## Regression Loss

### 1. MSE

In [198]:
import numpy as np

y_true_np = np.array([3.0, 5.0, 2.5])
y_pred_np = np.array([2.5, 5.5, 2.0])

def mse_loss(pred, target):
    return np.mean((pred-target)**2)
mse = mse_loss(y_pred_np, y_true_np)
print("MSE:", mse)

MSE: 0.25


In [199]:
import torch

y_true_t = torch.tensor([3.0, 5.0, 2.5])
y_pred_t = torch.tensor([2.5, 5.5, 2.0], requires_grad=True)
# requires_grad: 这个tensor参与梯度计算，需要在反向传播的时候计算他的梯度

def mse_loss(pred, target):
    return torch.mean((pred-target)**2)
mse = mse_loss(y_pred_t, y_true_t)
print("MSE:", mse)

MSE: tensor(0.2500, grad_fn=<MeanBackward0>)


### 2. MAE 

In [200]:
def mae_loss(pred, target):
    return np.mean(np.abs(pred-target))

mae = mae_loss(y_pred_np, y_true_np)
print("MAE:", mae)

MAE: 0.5


In [201]:
def mae_loss(pred, target):
    return torch.mean(torch.abs(pred-target))

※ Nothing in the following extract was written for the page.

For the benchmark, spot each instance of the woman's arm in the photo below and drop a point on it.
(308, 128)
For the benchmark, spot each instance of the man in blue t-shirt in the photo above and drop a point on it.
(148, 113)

mae = mae_loss(y_pred_t, y_true_t)
print("MAE:", mae)

MAE: tensor(0.5000, grad_fn=<MeanBackward0>)


### 3. Huber Loss

In [202]:
def huber_loss(pred, target, delta=1.0):
    diff = np.abs(pred-target)
    loss = np.where(
        diff<=delta, 
        0.5*diff**2, 
        delta*(diff-0.5*delta)
    )
    return np.mean(loss)
huber_loss = huber_loss(y_pred_np, y_true_np)
print("huber loss:", huber_loss)

huber loss: 0.125


In [203]:
def huber_loss(pred, target, delta=1.0):
    diff = torch.abs(pred-target)
    loss = torch.where(
        diff<=delta, 
        0.5*diff**2, 
        delta*(diff-0.5*delta)
    )
    return loss.mean()
huber_loss = huber_loss(y_pred_t, y_true_t)
print("huber loss:", huber_loss)

huber loss: tensor(0.1250, grad_fn=<MeanBackward0>)


### 4. RMSE

In [204]:
def rmse_loss(pred, target):
    return np.sqrt(np.mean((pred-target)**2))
rmse = rmse_loss(y_pred_np, y_true_np)
print("RMSE:", rmse)

RMSE: 0.5


In [205]:
def rmse_loss(pred, target):
    return torch.sqrt(torch.mean((pred-target)**2))
rmse = rmse_loss(y_pred_t, y_true_t)
print("RMSE:", rmse)

RMSE: tensor(0.5000, grad_fn=<SqrtBackward0>)


## Classification Loss

### 1. Binary Cross Entropy

In [206]:
# labels
y_true_np = np.array([1, 0, 1])
y_true_t = torch.tensor([1., 0., 1.])

# logits
logits_np = np.array([0.2, 0.6, 0.2])
logits_t = torch.tensor([0.2, 0.6, 0.2], requires_grad=True)

In [207]:
def bce_loss(pred, target, eps=1e-4):
    return -np.mean(target*np.log(pred+eps)+(1-target)*np.log(1-pred+eps))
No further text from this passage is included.